Last week, the local cinema aired a documentary film called, Call me Kuchu ( )about a man named David Kato who gave his life to the LGBT movement in Uganda. Everyone should see this documentary.  It was brave and beautiful. For all of our friends wanting marriage and equality in the states, it certainly reminds us that the fight isn’t over for any of us, and we have a lot of work left to do to insure that everyone has equal rights. 

These experiences reiterated what I already believed: art has the power to speak, empower, enlighten, and change minds. It’s not magic or foolproof, but art is an invaluable tool in promoting change and empathy.

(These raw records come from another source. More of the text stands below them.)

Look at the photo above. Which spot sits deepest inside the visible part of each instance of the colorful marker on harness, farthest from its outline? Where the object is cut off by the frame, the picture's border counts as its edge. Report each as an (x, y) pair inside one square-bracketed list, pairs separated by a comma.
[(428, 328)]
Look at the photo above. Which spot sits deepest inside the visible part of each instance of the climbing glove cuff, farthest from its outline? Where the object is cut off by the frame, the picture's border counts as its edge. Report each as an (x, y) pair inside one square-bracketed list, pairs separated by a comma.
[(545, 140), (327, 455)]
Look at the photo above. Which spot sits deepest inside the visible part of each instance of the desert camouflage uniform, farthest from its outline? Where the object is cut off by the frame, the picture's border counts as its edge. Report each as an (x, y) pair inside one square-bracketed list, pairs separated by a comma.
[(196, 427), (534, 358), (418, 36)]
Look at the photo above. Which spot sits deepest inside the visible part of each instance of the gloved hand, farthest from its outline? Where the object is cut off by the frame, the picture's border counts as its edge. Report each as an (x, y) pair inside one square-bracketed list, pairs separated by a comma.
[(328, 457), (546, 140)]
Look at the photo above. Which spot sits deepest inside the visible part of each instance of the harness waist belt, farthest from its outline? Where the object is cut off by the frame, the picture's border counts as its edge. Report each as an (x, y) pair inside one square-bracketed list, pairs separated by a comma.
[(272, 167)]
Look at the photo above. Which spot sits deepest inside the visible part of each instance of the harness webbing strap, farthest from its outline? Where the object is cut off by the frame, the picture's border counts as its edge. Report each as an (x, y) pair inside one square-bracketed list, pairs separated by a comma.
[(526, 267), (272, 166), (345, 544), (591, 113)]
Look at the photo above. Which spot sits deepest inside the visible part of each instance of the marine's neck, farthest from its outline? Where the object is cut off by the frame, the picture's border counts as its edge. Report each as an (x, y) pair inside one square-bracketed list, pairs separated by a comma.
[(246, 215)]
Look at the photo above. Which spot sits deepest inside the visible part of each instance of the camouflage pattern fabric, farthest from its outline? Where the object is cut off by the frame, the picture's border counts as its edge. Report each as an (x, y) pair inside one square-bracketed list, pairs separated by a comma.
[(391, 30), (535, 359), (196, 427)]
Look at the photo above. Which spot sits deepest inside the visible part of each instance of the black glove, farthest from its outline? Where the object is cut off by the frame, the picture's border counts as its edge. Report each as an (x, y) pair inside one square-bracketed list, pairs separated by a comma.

This thought has made me very proud to work on En El Corazon, a play about displaced families in Colombia. Today, Give Us Names ( and many other organizations are searching new ways to help displaced families in Colombia. I am so glad that Brian, a friend from the organization, asked us to give voice to this issue.

This year, I will be blogging about my experiences while I am studying. I hope to see different types of art while I am here and also see how art is used to advocate for the greater good.

Of course I will be keeping you up to date on all of the latest Wishbone news. Don’t worry. Wishbone will be doing some funny shows. There is room for all types of theatre in this world. And this next sketch show will be all about laughing your face off!

Saturday, November 3, 2012

Letter to Obama

Wishbone will be a part of an event tomorrow, November 4th called, "Live from Chicago," presented by LetterToObama. The night is centered around promoting political and artistic expression where musicians, dancers, poets, and other artists will join together to reflect on past events and look towards the future. Actors from our ensemble will be performing monologues from En El Corazon, our original play about the right to housing.

It is an exciting experience to be a part of a community event that asks questions about our social and political lives. Tickets are $4. Come explore with us!